FreeTheSlaves
Adventurer
That was a pretty coherant and well done piece of deduction there, Raven Crowking. 

Looking at the golem entry, they are crafted and an unwilling elemental spirit is bound to the automaton.
By the RAW doing so is not an evil act, likewise the calling of elementals is not an evil spell. This implies that elemental spirits are not like mortal spirits and are so alien that they are outside alignment issues.
That's pretty satisfactory to me.
Raven Crowking said:Luckily, there is another spell that can animate mindless corpse, and it might provide us some clues.
The 3rd level cleric spell, speak with dead, grants "the semblance of life and intellect to a corpse, allowing it to answer several questions that you put to it." This spell allows the body to understand language, and to make reasonably complex responses to spoken questions. We also know that this is a partial animation, and that the body is nevertheless relatively mindless:
This spell does not let you actually speak to the person (whose soul has departed). It instead draws on the imprinted knowledge stored in the corpse. The partially animated body retains the imprint of the soul that once inhabited it, and thus it can speak with all the knowledge that the creature had while alive.
Although speak with dead is language-dependent, and animate dead is not, it is probably reasonable to assume that something similar is happening to the dead creatures in question. We may assume that, as the higher level animate dead spell allows animation for a much wider range of applications that speak with dead, the higher-level magic also ignores the language-dependent barrier in communicating commands while otherwise being similar in principle.
Luckily for us, speak with dead does tell us where the knowledge and information comes from:
This spell does not let you actually speak to the person (whose soul has departed). It instead draws on the imprinted knowledge stored in the corpse. The partially animated body retains the imprint of the soul that once inhabited it, and thus it can speak with all the knowledge that the creature had while alive. The corpse, however, cannot learn new information.
Indeed, it can’t even remember being questioned.
[SNIP]
We can further conclude that, even if the creature volunteered for it prior to (or after) death, animation is probably not the most pleasant experience possible for the remaining imprint. It would probably not be untoward to consider it a form of torture.
RC
Zweischneid said:But they could do so only once, on the day of Ragnarök.
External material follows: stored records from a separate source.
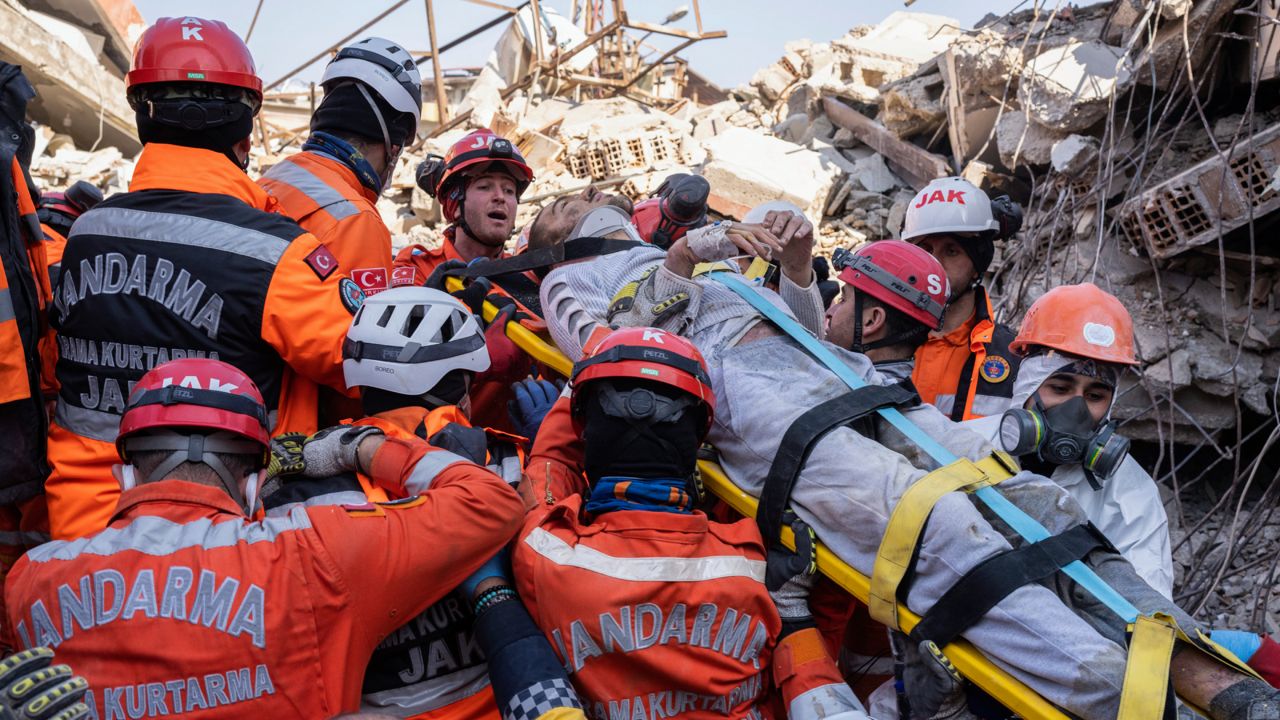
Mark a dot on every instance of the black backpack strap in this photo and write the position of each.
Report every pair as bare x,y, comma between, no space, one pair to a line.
992,579
805,432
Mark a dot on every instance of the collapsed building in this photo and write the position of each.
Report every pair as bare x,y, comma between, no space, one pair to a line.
1142,137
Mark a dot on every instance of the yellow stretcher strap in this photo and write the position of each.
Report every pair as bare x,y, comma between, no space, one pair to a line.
906,522
972,664
1146,675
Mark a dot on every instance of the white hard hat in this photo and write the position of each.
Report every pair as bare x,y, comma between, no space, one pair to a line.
406,338
383,65
949,205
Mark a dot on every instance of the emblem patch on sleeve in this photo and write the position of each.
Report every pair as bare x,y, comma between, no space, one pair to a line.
995,369
321,261
352,297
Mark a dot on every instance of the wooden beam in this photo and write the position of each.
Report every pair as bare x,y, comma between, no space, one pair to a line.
649,68
676,32
507,9
442,103
913,163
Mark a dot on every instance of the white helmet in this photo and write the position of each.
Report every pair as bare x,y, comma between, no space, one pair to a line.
949,205
406,338
383,65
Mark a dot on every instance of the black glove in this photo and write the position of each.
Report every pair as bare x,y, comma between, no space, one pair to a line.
931,680
33,688
286,455
435,281
334,450
789,575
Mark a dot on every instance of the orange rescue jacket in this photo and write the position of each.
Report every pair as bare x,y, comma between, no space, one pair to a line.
328,200
184,606
191,261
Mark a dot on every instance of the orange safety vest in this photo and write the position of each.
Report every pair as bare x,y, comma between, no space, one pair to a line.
16,381
186,606
969,372
433,669
327,199
191,261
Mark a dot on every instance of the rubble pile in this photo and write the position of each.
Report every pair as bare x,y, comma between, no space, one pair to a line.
1142,137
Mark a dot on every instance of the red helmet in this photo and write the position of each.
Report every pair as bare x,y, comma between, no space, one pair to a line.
647,354
901,276
195,393
192,50
478,147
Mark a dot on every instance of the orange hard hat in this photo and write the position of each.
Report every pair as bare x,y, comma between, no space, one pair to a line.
1079,319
Like the christian armageddon or similar scenarios, I'll make exceptions for when your whole campaign world comes crashing down in big ole apocalypse.
Point is, they come back for battle and not for the unnatural extended long unlife of the undead, and even with that, I would find it tempting to classify ghostly norse ravagers as evil as they go if eyed throught the lense of classical D&D.
Dannyalcatraz said:To clarify my own posts- I'm not saying that the warriors of Valhalla are undead, but that of all the beings in the norse mythology, they come closest to meeting that description. Personally, I don't know what to call them in particular, but aknowledge the fact that their post-death existence is a glaring oddity in the context of the teutonic mythos- they have attributes that not even their gods have.
Where do the souls of dead mortals go? Outer planes to their afterlife. Where gods reside.
Where do the dead elementals go? Nowhere, their remains become what they are made of.